9        Im Zusammenhang mit der unberücksichtigt gebliebenen Bewerbung des Revisionswerbers sei es zu schwerwiegenden persönlichen Spannungen an der Dienststelle des Revisionswerbers gekommen, die sich sogar in Strafanzeigen gegen den Leiter der belangten Behörde niedergeschlagen hätten. Darüber hinaus sei das Verhalten des Revisionswerbers gegenüber seinem Teamleiter von Destruktivität und mangelndem Respekt gekennzeichnet gewesen. Der Revisionswerber habe wenig Bereitschaft zu konstruktiver Zusammenarbeit mit anderen Bediensteten gezeigt. Das habe soweit geführt, dass auch die Teilnahme an dienstlichen Veranstaltungen (Teambildung) davon abhängig gemacht worden sei, dass der Revisionswerber nicht daran teilnehme.

10       Beweiswürdigend führte das Verwaltungsgericht aus (Schreibweise im Original, Anonymisierung durch den Verwaltungsgerichtshof):

„Die Feststellungen hinsichtlich der Verfahren nach § 18a B-GlBG bzw. § 38 BDG ergeben sich aus den hg. Erkenntnissen vom 03.03.2017, GZ. W122 2113836-1/55E bzw. 07.07.2020, GZ. W 122 2170538-1/21E, sowie dem Beschuss des Verwaltungsgerichtshofs vom 07.12.2020, GZ. Ra 2020/12/0054-3.

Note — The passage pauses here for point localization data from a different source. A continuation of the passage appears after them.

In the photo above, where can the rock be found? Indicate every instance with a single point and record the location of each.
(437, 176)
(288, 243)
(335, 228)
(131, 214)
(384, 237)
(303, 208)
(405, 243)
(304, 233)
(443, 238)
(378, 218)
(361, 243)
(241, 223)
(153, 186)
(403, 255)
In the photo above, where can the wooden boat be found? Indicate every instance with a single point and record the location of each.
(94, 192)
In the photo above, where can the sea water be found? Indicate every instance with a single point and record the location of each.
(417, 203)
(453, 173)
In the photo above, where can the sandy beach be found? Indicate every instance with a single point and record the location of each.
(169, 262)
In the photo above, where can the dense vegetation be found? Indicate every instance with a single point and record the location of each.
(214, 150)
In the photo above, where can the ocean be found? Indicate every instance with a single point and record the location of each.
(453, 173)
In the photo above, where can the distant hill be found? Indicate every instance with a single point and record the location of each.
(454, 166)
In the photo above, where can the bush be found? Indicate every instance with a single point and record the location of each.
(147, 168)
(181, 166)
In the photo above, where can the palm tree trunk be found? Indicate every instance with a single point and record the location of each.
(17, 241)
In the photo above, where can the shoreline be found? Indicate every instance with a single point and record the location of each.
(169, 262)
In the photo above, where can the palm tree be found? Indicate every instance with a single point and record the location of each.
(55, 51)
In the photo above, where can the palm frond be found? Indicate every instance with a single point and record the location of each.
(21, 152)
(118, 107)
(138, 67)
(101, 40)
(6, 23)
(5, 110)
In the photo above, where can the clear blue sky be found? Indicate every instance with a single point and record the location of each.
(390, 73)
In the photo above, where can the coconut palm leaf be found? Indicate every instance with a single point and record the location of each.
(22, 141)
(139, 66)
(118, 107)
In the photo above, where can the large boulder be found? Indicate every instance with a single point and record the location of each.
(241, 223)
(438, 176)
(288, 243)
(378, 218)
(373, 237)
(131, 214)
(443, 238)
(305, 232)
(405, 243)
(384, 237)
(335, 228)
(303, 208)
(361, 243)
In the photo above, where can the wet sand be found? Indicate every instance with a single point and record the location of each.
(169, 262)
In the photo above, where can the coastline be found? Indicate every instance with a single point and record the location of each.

Die Feststellungen zu den an der Dienststelle des [Revisionswerbers] bestehenden Spannungsverhältnissen ergeben sich aus den zeugenschaftlichen Aussagen des Leiters der belangten Behörde sowie des als Teamleiter unmittelbaren Vorgesetzten des [Revisionswerbers], F. So hat beispielsweise auch die Zeugin I bestätigt, dass es zu Streitgesprächen zwischen dem [Revisionswerber] und dem Teamleiter F gekommen ist und dass die Spannungen zwischen ihnen die Teilnahme an Teamentwicklungen für sie zu einem ,Gräuel‘ machten.“

11       Rechtlich beurteilte das Bundesverwaltungsgericht den festgestellten Sachverhalt nach Wiedergabe maßgeblicher Gesetzesbestimmungen auf das Wesentliche zusammengefasst unter Hinweis auf Rechtsprechung des Verwaltungsgerichtshofes dahingehend, dass die Partei des Verwaltungsverfahrens die bescheidförmige Feststellung strittiger Rechte begehren könne, wenn der Bescheid im Einzelfall notwendiges Mittel zweckentsprechender Rechtsverteidigung sei und insofern im Interesse der Partei liege. Dieses rechtliche Interesse setze voraus, dass dem Feststellungsbescheid im konkreten Fall die Eignung zukomme, ein Recht oder Rechtsverhältnis für die Zukunft auch tatsächlich klarzustellen und dadurch eine Rechtsgefährdung des Antragstellers zu beseitigen. Der Umstand, dass die konkreten Auswirkungen eines Dienstauftrags der Vergangenheit angehörten, bilde für sich allein noch kein Hindernis für die Erlassung eines Feststellungsbescheids, doch müsse die an ein abgeschlossenes Geschehen anknüpfende Feststellung über ein Recht oder Rechtsverhältnis der Abwendung zukünftiger Rechtsgefährdung des Antragstellers dienen. Für das Vorliegen einer erforderlichen Klarstellung für die Zukunft reiche es dabei aus, dass nicht auszuschließen sei, dass dem Revisionswerber auch in Zukunft wiederholt eine derartige Weisung erteilt werde. Als subsidiärer Rechtsbehelf scheide der Feststellungsbescheid jedoch dann aus, wenn die für die Feststellung maßgebende Rechtsfrage im Rahmen eines anderen gesetzlich vorgezeichneten Verwaltungsverfahrens zu entscheiden sei.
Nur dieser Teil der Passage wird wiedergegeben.